Chlamydia abortus is a species in Chlamydiota that causes abortion and fetal death in mammals, including humans. It was originally proposed as Chlamydophila abortus by a split from Chlamydia psittaci in 1999, based on differences of pathogenicity and DNA–DNA hybridization. The assignment of Cp. abortus and Cp. psittaci to a new genus Chlamydophila was based on a lack of evident glycogen production and on resistance to the antibiotic sulfadiazine. In 2015, this new genus was reverted to Chlamydia, but C. abortus remains as a distinct species.

==In humans==
There are approximately one or two cases of C. abortus infection in pregnant women diagnosed in the United Kingdom per year. Typically transmission occurs from contact with livestock who have recently given birth. The true prevalence in humans is unknown because the routine serological antibody test (complement fixation test) is unable to distinguish between C. abortus and other more common species such as Chlamydia trachomatis.

==In other animals==
Chlamydia abortus is endemic among ruminants such as cows and sheep and has been associated with abortion in a horse, a rabbit, guinea pigs, mice, pigs and humans.
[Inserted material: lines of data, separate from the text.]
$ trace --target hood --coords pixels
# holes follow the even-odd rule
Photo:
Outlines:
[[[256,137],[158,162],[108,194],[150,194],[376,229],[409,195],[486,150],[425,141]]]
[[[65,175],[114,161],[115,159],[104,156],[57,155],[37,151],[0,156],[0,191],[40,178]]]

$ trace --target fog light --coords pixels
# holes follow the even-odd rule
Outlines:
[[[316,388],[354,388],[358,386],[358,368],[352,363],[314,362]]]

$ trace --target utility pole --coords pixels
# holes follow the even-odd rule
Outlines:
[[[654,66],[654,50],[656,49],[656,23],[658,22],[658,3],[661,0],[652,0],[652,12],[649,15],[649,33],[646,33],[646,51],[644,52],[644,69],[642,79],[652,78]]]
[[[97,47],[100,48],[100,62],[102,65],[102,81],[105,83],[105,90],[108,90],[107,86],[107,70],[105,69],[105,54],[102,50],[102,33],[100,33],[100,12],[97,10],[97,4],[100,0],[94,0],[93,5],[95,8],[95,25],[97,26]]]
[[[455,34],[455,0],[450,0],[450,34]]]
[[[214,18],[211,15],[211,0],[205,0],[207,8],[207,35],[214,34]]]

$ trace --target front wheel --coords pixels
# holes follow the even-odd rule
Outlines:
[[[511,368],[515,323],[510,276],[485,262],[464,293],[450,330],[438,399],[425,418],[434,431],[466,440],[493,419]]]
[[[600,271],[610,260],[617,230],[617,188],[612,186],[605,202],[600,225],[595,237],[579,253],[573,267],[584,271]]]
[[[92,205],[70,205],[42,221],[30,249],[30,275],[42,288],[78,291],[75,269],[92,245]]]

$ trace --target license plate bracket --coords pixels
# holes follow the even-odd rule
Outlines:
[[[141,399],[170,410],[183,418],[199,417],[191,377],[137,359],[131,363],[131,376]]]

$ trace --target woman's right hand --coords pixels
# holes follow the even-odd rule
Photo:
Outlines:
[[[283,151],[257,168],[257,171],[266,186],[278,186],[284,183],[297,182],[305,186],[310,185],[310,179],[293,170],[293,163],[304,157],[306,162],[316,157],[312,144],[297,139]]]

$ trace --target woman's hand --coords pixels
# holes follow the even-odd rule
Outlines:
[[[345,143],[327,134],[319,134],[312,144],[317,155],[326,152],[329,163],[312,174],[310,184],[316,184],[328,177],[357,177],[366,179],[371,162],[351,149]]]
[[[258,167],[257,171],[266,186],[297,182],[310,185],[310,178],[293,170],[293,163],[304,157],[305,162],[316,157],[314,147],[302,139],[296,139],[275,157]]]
Infected females shed bacteria near the time of ovulation, so C. abortus is transmitted orally and sexually among mammals. All "typical" C. abortus strains were isolated or PCR-amplified from the placenta or fetal organs after spontaneous abortion. C. abortus infection generally remains unapparent until an animal aborts late in gestation or gives birth to a weak or dead fetus.

Chlamydia abortus has been isolated from birds. For a discussion of this intermediate status, see Chlamydia psittaci.

==Genome structure==
Chlamydia abortus has a relatively small genome that contains 1.14 Mbp with 961 protein coding genes.